Coronavirus, in Emilia-Romagna il 27,9% dei positivi ha la variante inglese

Su 204 campioni sottoposti ad analisi per trovare la variante inglese, 57 risultano effettivamente positivi alla variante.

In Emilia-Romagna il 27,9% dei casi di positività risultano essere della variante inglese. Dei 204 campioni accolti da Piacenza a Rimini, 57 risultano effettivamente positivi alla variante. Lo rivela uno studio della Regione Emilia-Romagna appena concluso sulla diffusione della cosiddetta “variante inglese” del Coronavirus. Dei  57 “casi inglesi”, 22 sono contagi di Bologna, 4 di Ferrara, 13 di Modena, 8 di Parma, 3 di Reggio Emilia e 7 in Romagna. I tamponi positivi selezionati per l’analisi in Emilia-Romagna appartengono ad altrettanti cittadini scelti a caso ma in modo proporzionale rispetto al numero di abitanti delle singole province, fra i positivi individuati nei giorni 4 e 5 febbraio. 

«Siamo di fronte a risultati rassicuranti: siamo in grado con assoluta certezza di identificare la variante inglese con i metodi diagnostici, abbiamo tutte le evidenze scientifiche che sia controllabile con gli anticorpi del vaccino e non ci sono dati incontrovertibili sulla sua maggiore trasmissibilità, anche se per ora appare probabile», spiega il professor Vittorio Sambri dell’Unità operativa di microbiologia dell’Ausl della Romagna a Pievesestina di Cesena. 

Un secondo studio in atto 

Venerdì 12 febbraio è stata effettuata una seconda raccolta di campioni, un totale di 177 casi scelti in modo casuale su tutto il territorio, da Piacenza a Rimini. La prima analisi, quella molecolare, più rapida ma meno accurata, è già stata effettuata, e sono risultati positivi 85 casi. In attesa degli esami di sequenziamento del virus, applicando la stessa percentuale di conferma dei primi test che è stata dell’86% è possibile quindi stimare 73 campioni positivi alla variante inglese, che equivalgono al 41,3% del totale. Come per la precedente batteria di campioni, solo il sequenziamento del virus potrà indicare con certezza la diffusione della variante inglese. 

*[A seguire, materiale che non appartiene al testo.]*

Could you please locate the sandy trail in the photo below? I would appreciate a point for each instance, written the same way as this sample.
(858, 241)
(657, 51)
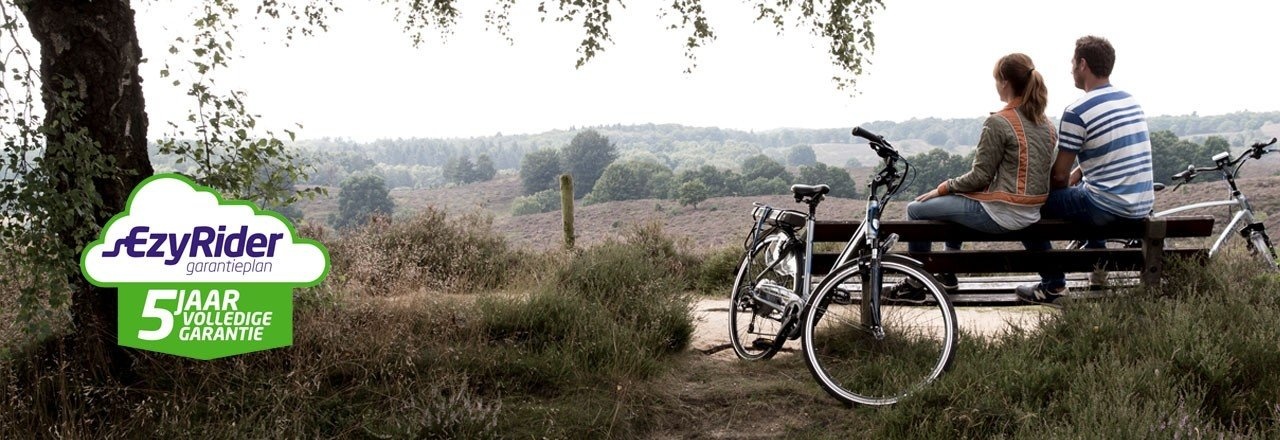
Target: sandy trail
(712, 319)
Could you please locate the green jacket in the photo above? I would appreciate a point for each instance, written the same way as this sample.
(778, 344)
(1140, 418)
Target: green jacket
(1011, 163)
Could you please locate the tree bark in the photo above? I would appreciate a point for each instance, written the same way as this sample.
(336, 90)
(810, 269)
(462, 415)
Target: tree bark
(90, 53)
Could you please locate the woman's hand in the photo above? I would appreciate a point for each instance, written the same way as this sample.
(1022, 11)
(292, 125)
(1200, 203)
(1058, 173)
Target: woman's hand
(928, 195)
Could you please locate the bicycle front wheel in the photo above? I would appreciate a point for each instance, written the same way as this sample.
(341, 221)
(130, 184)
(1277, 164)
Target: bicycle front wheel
(858, 362)
(764, 285)
(1261, 246)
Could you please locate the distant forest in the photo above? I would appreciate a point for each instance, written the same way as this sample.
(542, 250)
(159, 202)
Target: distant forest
(425, 163)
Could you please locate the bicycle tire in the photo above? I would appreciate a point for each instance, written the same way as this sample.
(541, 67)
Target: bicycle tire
(755, 328)
(854, 366)
(1260, 244)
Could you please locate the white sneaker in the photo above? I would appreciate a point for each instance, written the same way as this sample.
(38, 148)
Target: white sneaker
(1098, 279)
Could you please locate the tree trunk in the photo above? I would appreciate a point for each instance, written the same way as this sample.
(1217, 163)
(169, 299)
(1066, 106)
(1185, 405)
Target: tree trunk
(90, 53)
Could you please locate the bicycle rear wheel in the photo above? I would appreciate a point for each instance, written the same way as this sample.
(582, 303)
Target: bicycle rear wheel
(1261, 246)
(856, 365)
(764, 285)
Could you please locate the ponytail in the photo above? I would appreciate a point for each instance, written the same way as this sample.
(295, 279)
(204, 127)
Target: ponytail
(1034, 99)
(1028, 85)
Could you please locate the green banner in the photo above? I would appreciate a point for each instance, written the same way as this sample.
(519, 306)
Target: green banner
(201, 276)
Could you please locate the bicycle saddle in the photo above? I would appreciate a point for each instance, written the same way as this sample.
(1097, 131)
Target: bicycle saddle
(807, 191)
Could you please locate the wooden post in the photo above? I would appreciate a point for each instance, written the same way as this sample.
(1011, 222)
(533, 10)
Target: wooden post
(1153, 252)
(567, 209)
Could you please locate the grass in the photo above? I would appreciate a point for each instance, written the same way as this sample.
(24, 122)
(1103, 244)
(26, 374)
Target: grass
(593, 344)
(558, 357)
(1192, 358)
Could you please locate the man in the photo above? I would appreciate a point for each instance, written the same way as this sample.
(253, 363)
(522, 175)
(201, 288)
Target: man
(1105, 132)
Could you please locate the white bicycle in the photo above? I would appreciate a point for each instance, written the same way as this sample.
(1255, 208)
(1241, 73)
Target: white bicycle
(1243, 221)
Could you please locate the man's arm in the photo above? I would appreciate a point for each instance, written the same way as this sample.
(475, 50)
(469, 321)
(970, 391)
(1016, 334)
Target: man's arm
(1061, 174)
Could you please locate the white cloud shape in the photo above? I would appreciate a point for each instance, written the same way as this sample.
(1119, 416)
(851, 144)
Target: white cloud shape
(174, 233)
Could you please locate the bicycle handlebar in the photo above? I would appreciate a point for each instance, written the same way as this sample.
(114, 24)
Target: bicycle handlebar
(1255, 151)
(882, 147)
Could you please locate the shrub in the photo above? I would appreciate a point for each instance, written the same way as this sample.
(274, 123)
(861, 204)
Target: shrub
(716, 271)
(612, 311)
(426, 251)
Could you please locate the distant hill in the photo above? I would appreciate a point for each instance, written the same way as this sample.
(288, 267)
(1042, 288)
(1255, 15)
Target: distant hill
(417, 163)
(721, 221)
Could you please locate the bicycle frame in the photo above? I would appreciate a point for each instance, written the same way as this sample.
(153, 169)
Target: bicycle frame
(1228, 168)
(1244, 214)
(865, 237)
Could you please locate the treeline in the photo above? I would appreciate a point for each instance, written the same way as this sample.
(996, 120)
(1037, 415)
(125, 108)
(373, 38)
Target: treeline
(599, 175)
(424, 163)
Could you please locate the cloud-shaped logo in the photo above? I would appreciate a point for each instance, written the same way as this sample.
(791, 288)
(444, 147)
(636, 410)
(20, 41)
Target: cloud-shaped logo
(173, 230)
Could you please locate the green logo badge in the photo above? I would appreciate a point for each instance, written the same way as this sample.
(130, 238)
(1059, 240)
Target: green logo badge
(201, 276)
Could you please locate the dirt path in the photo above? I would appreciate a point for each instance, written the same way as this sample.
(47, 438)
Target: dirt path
(712, 316)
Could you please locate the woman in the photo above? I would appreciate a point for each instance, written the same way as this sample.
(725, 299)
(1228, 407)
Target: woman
(1009, 179)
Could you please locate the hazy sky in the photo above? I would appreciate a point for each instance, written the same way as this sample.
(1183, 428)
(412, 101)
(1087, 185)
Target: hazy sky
(362, 79)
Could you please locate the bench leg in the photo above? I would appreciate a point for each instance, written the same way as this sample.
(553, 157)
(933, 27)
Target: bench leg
(1152, 261)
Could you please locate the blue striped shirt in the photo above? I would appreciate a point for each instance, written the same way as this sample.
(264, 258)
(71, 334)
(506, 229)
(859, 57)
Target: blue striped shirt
(1107, 131)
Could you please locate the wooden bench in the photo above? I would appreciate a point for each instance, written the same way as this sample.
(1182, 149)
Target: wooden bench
(1148, 260)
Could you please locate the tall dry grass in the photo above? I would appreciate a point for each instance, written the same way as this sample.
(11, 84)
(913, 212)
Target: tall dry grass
(552, 358)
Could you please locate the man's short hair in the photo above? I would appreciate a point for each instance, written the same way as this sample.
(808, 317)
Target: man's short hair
(1097, 53)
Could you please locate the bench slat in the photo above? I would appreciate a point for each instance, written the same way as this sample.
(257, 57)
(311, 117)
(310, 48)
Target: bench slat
(1048, 229)
(1024, 261)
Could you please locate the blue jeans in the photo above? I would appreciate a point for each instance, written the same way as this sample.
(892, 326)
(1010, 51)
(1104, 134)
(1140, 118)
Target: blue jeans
(1073, 204)
(954, 209)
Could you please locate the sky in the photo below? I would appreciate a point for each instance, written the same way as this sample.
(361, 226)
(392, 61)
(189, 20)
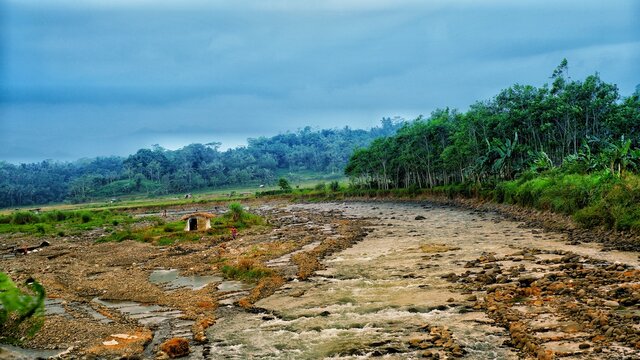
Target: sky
(107, 77)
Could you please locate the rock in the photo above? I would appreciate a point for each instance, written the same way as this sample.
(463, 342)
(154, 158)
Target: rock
(176, 347)
(528, 279)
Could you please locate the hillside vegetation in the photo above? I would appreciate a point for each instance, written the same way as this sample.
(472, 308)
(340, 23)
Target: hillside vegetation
(569, 147)
(159, 171)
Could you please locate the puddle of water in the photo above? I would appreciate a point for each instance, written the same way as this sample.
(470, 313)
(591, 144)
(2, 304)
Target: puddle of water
(171, 279)
(147, 315)
(17, 353)
(233, 285)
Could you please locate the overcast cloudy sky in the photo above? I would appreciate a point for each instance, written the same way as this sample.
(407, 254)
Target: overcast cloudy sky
(100, 77)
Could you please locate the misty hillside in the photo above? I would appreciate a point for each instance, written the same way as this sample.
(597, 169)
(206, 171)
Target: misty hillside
(159, 171)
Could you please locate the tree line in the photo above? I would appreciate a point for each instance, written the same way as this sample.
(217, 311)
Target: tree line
(197, 166)
(580, 125)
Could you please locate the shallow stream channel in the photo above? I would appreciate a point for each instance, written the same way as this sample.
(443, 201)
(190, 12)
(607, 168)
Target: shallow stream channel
(389, 295)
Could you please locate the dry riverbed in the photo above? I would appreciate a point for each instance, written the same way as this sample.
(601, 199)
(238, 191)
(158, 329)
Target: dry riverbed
(399, 280)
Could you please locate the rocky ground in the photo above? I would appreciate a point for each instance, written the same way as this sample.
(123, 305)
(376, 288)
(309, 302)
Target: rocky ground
(400, 280)
(103, 303)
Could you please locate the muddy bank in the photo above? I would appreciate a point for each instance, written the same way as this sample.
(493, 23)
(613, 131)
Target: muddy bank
(423, 283)
(124, 299)
(610, 239)
(351, 280)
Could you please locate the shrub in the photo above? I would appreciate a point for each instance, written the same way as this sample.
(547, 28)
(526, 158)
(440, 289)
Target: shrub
(24, 217)
(85, 217)
(40, 229)
(21, 314)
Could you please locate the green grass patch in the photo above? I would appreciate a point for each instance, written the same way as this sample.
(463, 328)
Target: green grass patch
(60, 223)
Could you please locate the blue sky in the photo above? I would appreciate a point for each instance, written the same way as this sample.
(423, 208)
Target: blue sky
(101, 77)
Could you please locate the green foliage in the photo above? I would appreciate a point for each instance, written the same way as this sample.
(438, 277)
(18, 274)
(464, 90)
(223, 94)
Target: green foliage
(236, 210)
(158, 171)
(284, 184)
(21, 314)
(24, 217)
(60, 222)
(579, 124)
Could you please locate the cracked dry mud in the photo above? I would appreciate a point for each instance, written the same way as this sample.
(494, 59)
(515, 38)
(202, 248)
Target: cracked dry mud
(397, 280)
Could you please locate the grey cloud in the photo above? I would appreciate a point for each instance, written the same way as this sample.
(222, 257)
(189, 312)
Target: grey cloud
(118, 75)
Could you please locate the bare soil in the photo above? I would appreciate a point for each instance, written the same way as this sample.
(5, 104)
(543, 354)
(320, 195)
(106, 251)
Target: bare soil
(400, 280)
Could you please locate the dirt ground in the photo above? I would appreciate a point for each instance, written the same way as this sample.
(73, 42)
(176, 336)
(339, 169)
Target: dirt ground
(400, 280)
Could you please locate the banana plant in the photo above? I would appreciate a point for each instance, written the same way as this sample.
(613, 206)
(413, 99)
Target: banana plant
(504, 164)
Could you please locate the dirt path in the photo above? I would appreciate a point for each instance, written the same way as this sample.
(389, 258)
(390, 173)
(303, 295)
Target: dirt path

La prima indagine è stata condotta dall’Unità operativa di microbiologia dell’Ausl della Romagna a Pievesestina di Cesena e dal Laboratorio di analisi del rischio ed epidemiologia genomica della sezione di Parma dell’Istituto zooprofilattico sperimentale della Lombardia ed Emilia-Romagna, sotto la guida del dottor Stefano Pongolini. Il tutto, in collaborazione con la Regione – servizio Prevenzione collettiva e sanità pubblica – e i Dipartimenti di Sanità pubblica delle Aziende sanitarie territoriali.